While artificial intelligence (AI) software and facial recognition technologies are often used to detect adult human faces, this new system is the first developed to detect a premature baby’s face and skin. It can do this despite the various tubes and clothing surrounding the baby.
Remotely Monitoring Heart and Respiratory Rates
Engineering researchers worked with a neonatal care specialist from UniSA to remotely monitor the heart and respiratory rates of seven infants in the Neonatal Intensive Care Unit (NICU) at Flinders Medical Centre in Adelaide with the use of a digital camera.
UniSA Professor Javaan Chahl is one of the lead researchers.
“Babies in neonatal intensive care can be extra difficult for computers to recognise because their faces and bodies are obscured by tubes and other medical equipment,” says Chahl.
“Many premature babies are being treated with phototherapy for jaundice, so they are under bright blue lights, which also makes it challenging for computer vision systems,” he continued.
Developing the System
The technology was developed using a dataset of videos of babies in the NICU, which enabled the system to detect their skin tone and faces accurately.
The research demonstrated that the system’s vital sign readings are on par with those of an electrocardiogram (ECG).
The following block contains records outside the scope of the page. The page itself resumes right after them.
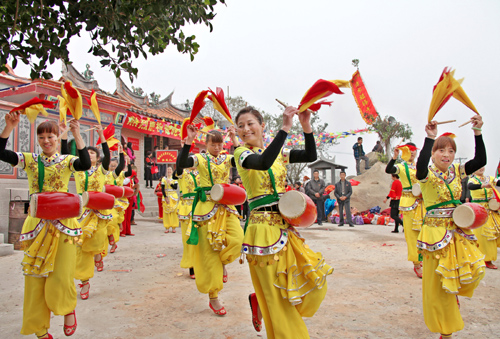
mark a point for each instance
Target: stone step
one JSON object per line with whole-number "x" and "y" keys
{"x": 6, "y": 249}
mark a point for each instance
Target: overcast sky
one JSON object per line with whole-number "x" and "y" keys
{"x": 262, "y": 50}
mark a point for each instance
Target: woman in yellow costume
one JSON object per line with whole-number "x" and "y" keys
{"x": 289, "y": 278}
{"x": 93, "y": 222}
{"x": 411, "y": 206}
{"x": 188, "y": 180}
{"x": 170, "y": 201}
{"x": 50, "y": 252}
{"x": 480, "y": 187}
{"x": 452, "y": 263}
{"x": 115, "y": 177}
{"x": 216, "y": 231}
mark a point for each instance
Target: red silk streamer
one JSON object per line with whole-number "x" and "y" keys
{"x": 198, "y": 104}
{"x": 219, "y": 103}
{"x": 363, "y": 100}
{"x": 315, "y": 107}
{"x": 34, "y": 101}
{"x": 321, "y": 89}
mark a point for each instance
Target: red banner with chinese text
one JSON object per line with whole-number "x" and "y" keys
{"x": 166, "y": 157}
{"x": 365, "y": 104}
{"x": 152, "y": 126}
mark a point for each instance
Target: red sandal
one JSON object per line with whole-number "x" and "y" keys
{"x": 84, "y": 296}
{"x": 254, "y": 305}
{"x": 100, "y": 265}
{"x": 70, "y": 330}
{"x": 220, "y": 312}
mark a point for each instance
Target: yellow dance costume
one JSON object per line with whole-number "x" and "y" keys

It even outperformed the conventional electrodes in some cases.
The study is part of a larger UniSA project that is working to replace contact-based electrical sensors with non-contact video cameras, which can help avoid skin tearing and infections caused by adhesive pads. The latter can happen due to the fragile nature of babies’ skin.
High-resolution cameras were used to film the infants at close range while vital psychological data was extracted using advanced signal processing techniques that can detect subtle colour changes from heartbeats and body movements. These cannot be detected by the human eye, which is another key factor of the new system.
According to UniSA neonatal critical care specialist Kim Gibson, neural networks for detecting the faces of babies is a major breakthrough in non-contact monitoring.
“In the NICU setting it is very challenging to record clear videos of premature babies. There are many obstructions, and the lighting can also vary, so getting accurate results can be difficult. However, the detection model has performed beyond our expectations.”
“Worldwide, more than 10 percent of babies are born prematurely and due to their vulnerability, their vital signs need to be monitored continuously. Traditionally, this has been done with adhesive electrodes placed on the skin that can be problematic, and we believe non-contact monitoring is the way forward,” Gibson says.
The COVID-19 pandemic means these results are even more important, professor Chahl says. With physical distancing, technologies such as this could play an increasingly important role in hospitals.